Chris Brown "Loyal" cover

Today on the news, I heard that Nancy Reagan passed away and she was fiercely loyal to her husband Ronald Reagan.

My first reaction was, why is this attribute of her personalty called out on the news?  Is there any other way to be in a relationship?  Shouldn’t you be fiercely loyal to your loved ones, your significant other, your children and to some good friends? 

But unfortunately I know that loyalty, like many other noble traits, is on its way out.  As the art of letter writing, cooking, and some others are fading, so is the attribute of loyalty.

People love to watch cooking shows, yet they don’t cook.  People claim they thrive on friendships and social connections, yet many just have party buddies or acquaintances.   Loyalty should be a key attribute of a true friendship.

"Cooking and writing should not only be spectator sports," I stated in Cooking Writing and Surviving. Instead, they are necessary components of surviving. Relationships with your friends and partners are also spectator sports in this age of brokered personal services that are facilitated by great apps and websites.  Need some extra cash?  Rent your home out on AirBnB.  But your home may no longer feel like a home anymore. It is now a brokered asset.  You can rent all types of services these days. Who needs a real home, friendship or relationship? A service has a clear beginning and ending date,  and terms.  

The fading concepts of character and loyalty have lately become a question for me.  As I recently started writing a book, I’ve been struggling  with how much ‘character’ to put into my characters.  Sadly, too much character for your character is unrealistic.  If they are loyal they will be labelled as lovesick, not independent and are subservient. Characters have to be ‘realistic.’  What is realistic these days? Characters need to be politically correct.  They really shouldn’t be loyal because then they are pathetic.  Also, integrity should be wavering depending on what advances their mission.
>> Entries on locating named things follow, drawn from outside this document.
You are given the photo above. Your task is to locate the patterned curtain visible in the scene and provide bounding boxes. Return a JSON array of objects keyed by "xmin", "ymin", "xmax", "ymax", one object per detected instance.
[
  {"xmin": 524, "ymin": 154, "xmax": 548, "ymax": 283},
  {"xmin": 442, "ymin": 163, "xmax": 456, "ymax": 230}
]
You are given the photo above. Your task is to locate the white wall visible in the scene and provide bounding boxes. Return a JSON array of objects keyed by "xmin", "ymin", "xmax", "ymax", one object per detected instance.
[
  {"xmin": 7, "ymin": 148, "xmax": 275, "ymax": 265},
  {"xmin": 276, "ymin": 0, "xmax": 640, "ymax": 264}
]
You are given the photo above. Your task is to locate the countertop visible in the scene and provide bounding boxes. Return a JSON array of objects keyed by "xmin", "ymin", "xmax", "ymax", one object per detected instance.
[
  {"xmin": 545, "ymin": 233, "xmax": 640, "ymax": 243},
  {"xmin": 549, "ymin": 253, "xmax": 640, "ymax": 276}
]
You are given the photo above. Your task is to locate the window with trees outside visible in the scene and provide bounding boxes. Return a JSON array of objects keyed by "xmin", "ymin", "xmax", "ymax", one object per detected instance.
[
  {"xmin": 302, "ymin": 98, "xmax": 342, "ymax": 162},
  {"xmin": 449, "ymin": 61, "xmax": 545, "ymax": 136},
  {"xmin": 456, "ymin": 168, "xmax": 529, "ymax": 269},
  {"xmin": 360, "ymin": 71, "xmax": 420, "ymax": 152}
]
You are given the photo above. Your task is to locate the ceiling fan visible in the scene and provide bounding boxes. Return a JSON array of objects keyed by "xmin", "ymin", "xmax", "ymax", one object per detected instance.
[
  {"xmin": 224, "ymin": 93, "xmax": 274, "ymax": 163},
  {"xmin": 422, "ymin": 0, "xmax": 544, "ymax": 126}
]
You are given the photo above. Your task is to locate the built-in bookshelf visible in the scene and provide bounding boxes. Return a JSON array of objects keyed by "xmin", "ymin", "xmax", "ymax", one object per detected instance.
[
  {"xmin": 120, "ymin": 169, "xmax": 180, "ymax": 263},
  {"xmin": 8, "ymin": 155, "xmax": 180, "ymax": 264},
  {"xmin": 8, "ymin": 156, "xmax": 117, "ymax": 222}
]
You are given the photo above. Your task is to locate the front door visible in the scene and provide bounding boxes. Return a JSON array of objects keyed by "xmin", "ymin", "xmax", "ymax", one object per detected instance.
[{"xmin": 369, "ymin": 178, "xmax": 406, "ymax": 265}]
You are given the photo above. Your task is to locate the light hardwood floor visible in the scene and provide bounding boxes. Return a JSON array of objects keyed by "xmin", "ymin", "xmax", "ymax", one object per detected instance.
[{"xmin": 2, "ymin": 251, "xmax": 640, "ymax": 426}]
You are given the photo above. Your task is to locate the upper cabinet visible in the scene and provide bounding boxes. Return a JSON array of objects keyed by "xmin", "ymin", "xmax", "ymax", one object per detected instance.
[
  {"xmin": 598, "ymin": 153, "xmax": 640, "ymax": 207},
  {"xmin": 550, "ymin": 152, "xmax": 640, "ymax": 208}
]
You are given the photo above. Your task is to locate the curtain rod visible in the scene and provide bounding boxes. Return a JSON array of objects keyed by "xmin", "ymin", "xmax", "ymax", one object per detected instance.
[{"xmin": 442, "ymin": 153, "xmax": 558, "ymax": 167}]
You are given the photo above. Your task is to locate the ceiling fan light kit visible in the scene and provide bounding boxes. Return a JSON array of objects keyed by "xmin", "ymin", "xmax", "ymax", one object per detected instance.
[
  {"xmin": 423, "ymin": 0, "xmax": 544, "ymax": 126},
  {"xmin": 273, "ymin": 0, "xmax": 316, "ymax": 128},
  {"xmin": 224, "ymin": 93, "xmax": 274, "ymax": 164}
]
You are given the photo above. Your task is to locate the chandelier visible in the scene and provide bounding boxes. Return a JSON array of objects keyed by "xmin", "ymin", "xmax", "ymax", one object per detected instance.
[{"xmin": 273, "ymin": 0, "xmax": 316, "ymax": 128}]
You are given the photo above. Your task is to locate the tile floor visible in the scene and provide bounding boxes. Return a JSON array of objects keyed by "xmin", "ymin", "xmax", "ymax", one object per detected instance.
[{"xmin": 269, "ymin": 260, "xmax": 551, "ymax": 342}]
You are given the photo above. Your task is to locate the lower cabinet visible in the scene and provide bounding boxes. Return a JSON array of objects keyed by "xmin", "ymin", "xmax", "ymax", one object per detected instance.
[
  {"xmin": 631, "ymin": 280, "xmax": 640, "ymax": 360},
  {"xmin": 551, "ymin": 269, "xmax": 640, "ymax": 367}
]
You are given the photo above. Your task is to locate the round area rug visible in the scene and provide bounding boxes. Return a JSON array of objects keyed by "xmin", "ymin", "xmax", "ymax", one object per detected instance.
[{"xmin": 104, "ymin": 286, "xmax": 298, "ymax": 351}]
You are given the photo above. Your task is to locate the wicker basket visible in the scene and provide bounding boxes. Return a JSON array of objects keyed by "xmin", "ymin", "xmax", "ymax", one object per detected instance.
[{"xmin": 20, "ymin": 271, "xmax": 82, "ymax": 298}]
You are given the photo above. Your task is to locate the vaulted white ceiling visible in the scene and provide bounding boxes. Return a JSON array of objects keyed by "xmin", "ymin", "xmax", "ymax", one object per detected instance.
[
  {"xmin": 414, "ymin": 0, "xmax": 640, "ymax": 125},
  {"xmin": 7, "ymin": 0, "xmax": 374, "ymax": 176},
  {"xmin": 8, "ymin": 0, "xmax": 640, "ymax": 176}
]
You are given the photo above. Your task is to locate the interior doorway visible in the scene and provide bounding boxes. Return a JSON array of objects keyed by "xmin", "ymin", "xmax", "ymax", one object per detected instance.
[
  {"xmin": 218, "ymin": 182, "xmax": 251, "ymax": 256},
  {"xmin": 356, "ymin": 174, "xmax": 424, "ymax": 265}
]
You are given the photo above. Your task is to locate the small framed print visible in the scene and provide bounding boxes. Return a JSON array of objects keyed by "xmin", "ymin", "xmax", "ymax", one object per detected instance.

The character shouldn’t be loyal to their significant other; no they should move on fast and have no ties. The friends shouldn’t be loyal because then they are picking sides and all should be a big democracy.  No, loyalty is really a mafia trait, “don’t mess with the family.”   But in real life, you can mess with anyone, and if you aren’t in the mafia, life goes on.  Flexibility, agility and political correctness, even in personal friendships, is the way to go.  After thinking this through, I don’t even want to write a book filled with such hollow characters, nor do I really want to know such people.

At least the word loyal is still defined in the Merriam-Webster dictionary:

unswerving in allegiance: as
a :  faithful in allegiance to one's lawful sovereign or government
b :  faithful to a private person to whom fidelity is due
c :  faithful to a cause, ideal, custom, institution, or product

I better write that book quick, before this word, like many others, disappears.  Now trying googling the word loyal and see what the top hit is  And yes, he’s right.